Reflections
from the Ahnishinahbæótjibway (We, the People)
|
September 2,
1992
[unpublished & uncompleted]
This is an excerpt taken from the Lake Mohonk Conference, “Friends of the Indian” policy-making sessions held annually in the late 1800’s and early 1900’s. The focus of these conferences was putting together a strategy, and a publicly acceptable rationalization, about how they were going to destroy the Aboriginal Indigenous People, through the Indians. The person who told this particular little story was Bishop Whipple.
A
party of engineers was once lost during a survey of the
North Pacific Railway.

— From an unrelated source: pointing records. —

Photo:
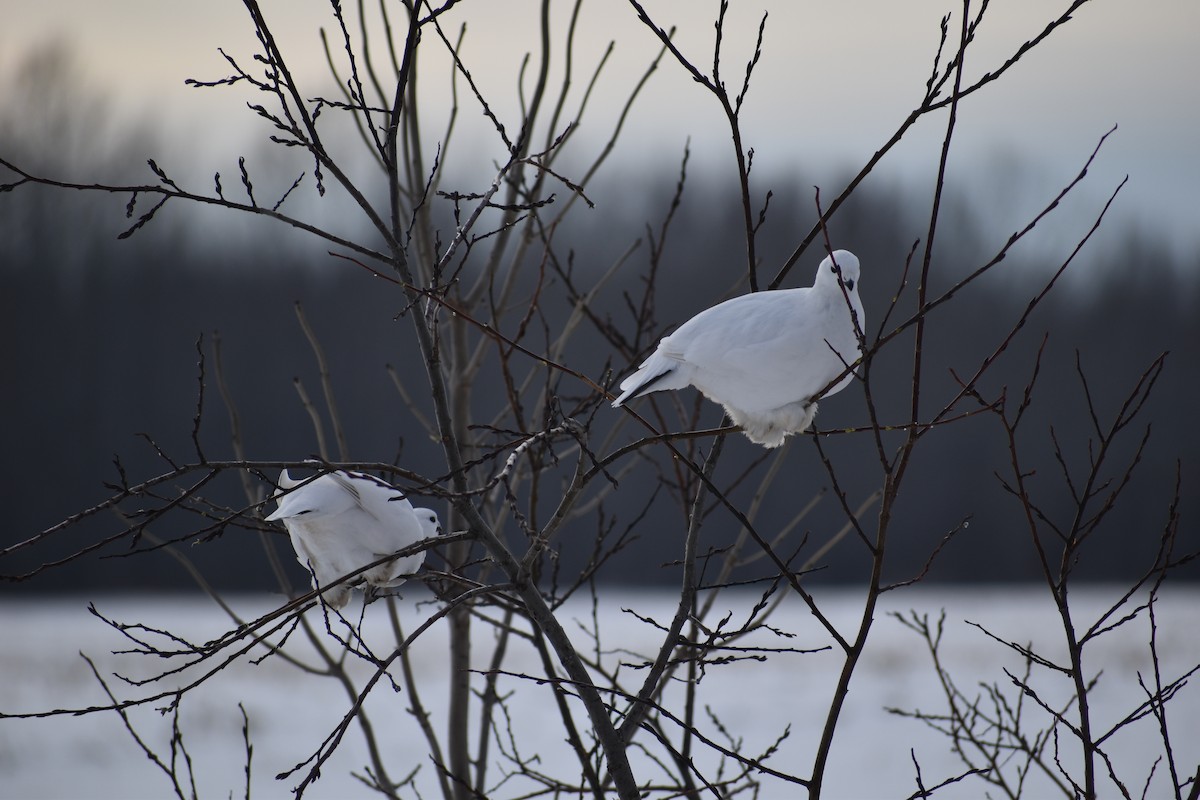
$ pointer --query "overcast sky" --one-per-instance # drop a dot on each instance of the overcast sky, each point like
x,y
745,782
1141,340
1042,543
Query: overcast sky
x,y
834,80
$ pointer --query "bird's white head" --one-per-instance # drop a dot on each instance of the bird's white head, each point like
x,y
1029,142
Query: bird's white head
x,y
431,527
321,498
841,264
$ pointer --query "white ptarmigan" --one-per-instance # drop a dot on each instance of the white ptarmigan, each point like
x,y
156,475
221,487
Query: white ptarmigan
x,y
765,355
342,521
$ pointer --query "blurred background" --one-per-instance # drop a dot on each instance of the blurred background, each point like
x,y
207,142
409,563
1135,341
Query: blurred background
x,y
99,338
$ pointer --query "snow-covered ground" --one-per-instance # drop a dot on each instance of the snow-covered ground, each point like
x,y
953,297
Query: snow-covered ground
x,y
292,710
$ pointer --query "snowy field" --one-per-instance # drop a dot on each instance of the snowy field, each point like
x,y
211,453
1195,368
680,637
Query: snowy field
x,y
291,710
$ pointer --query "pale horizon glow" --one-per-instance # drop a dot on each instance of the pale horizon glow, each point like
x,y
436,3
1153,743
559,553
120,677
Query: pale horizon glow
x,y
834,82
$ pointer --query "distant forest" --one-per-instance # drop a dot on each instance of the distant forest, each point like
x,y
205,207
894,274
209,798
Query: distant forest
x,y
100,346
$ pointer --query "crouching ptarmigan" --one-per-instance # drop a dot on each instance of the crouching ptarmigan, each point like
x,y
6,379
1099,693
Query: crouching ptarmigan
x,y
343,521
765,355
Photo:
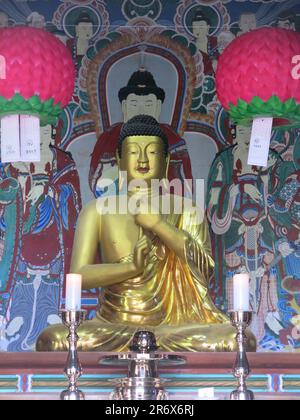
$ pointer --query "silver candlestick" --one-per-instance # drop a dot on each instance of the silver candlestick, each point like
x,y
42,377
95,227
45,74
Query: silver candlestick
x,y
241,320
143,381
73,370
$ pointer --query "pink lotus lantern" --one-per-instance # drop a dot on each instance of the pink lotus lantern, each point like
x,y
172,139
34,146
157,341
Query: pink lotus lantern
x,y
258,75
37,77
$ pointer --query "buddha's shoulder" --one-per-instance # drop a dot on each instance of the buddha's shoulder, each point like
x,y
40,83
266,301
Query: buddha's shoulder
x,y
180,200
89,209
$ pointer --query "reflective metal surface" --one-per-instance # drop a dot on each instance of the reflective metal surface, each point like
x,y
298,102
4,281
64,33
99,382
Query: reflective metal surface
x,y
143,382
241,320
73,369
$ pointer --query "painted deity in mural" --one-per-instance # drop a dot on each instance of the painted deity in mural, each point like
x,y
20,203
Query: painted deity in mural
x,y
38,216
284,217
140,96
205,43
286,20
36,20
208,47
238,213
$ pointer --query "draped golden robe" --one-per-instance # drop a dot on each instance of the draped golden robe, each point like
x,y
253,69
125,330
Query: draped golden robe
x,y
171,299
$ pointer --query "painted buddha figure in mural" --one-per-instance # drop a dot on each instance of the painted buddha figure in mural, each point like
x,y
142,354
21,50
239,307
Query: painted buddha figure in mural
x,y
140,96
155,267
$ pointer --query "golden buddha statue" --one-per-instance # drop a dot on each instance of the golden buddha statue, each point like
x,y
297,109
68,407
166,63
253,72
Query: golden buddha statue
x,y
155,264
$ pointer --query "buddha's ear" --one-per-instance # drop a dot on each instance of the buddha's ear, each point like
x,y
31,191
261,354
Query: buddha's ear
x,y
168,159
158,110
118,157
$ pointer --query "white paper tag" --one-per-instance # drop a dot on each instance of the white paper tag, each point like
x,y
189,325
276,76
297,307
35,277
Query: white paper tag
x,y
30,138
10,139
260,141
206,394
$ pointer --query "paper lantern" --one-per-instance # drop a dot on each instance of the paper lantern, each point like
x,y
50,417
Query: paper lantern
x,y
258,75
37,78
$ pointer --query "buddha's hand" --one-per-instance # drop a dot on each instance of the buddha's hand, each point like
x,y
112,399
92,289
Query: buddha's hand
x,y
148,217
140,255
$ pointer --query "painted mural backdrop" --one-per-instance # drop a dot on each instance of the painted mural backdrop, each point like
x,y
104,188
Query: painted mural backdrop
x,y
172,49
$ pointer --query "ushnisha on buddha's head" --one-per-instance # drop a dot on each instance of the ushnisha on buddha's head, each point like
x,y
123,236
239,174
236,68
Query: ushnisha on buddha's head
x,y
141,96
143,150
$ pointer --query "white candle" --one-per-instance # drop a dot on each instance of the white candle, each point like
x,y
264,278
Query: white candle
x,y
241,293
73,292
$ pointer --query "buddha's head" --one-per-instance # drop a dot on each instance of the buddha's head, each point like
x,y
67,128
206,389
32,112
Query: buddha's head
x,y
84,27
36,20
286,20
247,22
143,150
4,22
141,96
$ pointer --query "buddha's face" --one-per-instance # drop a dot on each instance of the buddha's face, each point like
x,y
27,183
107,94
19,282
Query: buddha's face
x,y
84,30
143,158
3,20
286,24
200,29
141,105
38,21
248,22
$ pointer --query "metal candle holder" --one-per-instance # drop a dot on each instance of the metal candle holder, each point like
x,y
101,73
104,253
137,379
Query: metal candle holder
x,y
241,320
73,370
143,381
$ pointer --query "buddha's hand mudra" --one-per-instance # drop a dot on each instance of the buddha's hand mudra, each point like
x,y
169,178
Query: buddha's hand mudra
x,y
140,255
148,218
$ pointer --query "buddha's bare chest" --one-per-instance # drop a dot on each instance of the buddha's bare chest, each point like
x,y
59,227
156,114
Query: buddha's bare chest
x,y
119,235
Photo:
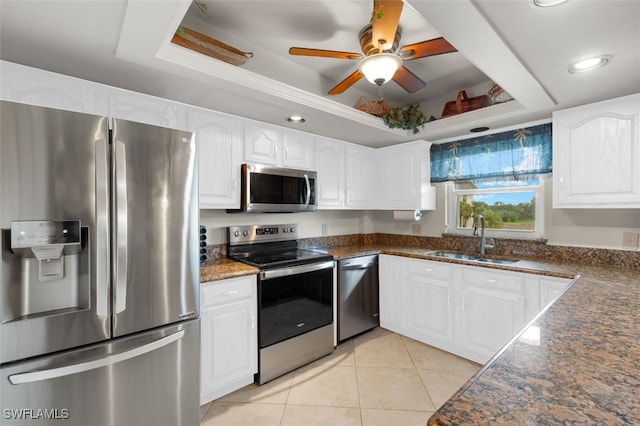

Some of the men
came to an Indian who was the head of a band.
He had very comfortable things about him, chickens and pigs,
etc., They told the Indian that they were
very
hungry, that they had been lost three days, and had nothing to eat. He asked his wife to get up the best dinner
she could. When the dinner was ready,
the Indian sat down and ate, and left the white men hungry. They were very angry; but what could they
do? After he had finished his meal, he
asked his wife to prepare another. Then
he said solemnly: “I suppose you wonder why I do not have you eat with
me. I went to Washington once; and the
Great
Father said to me, ‘You must do exactly what the white men do if you
want to be
happy and go to the good place when you die.’
And I noticed that the white men never let poor men than
themselves sit
with them at the table. I want to be
happy in this world, and I would not like to lose my chance of going to
the
good place. You are poor, and so I would not let you eat with me.”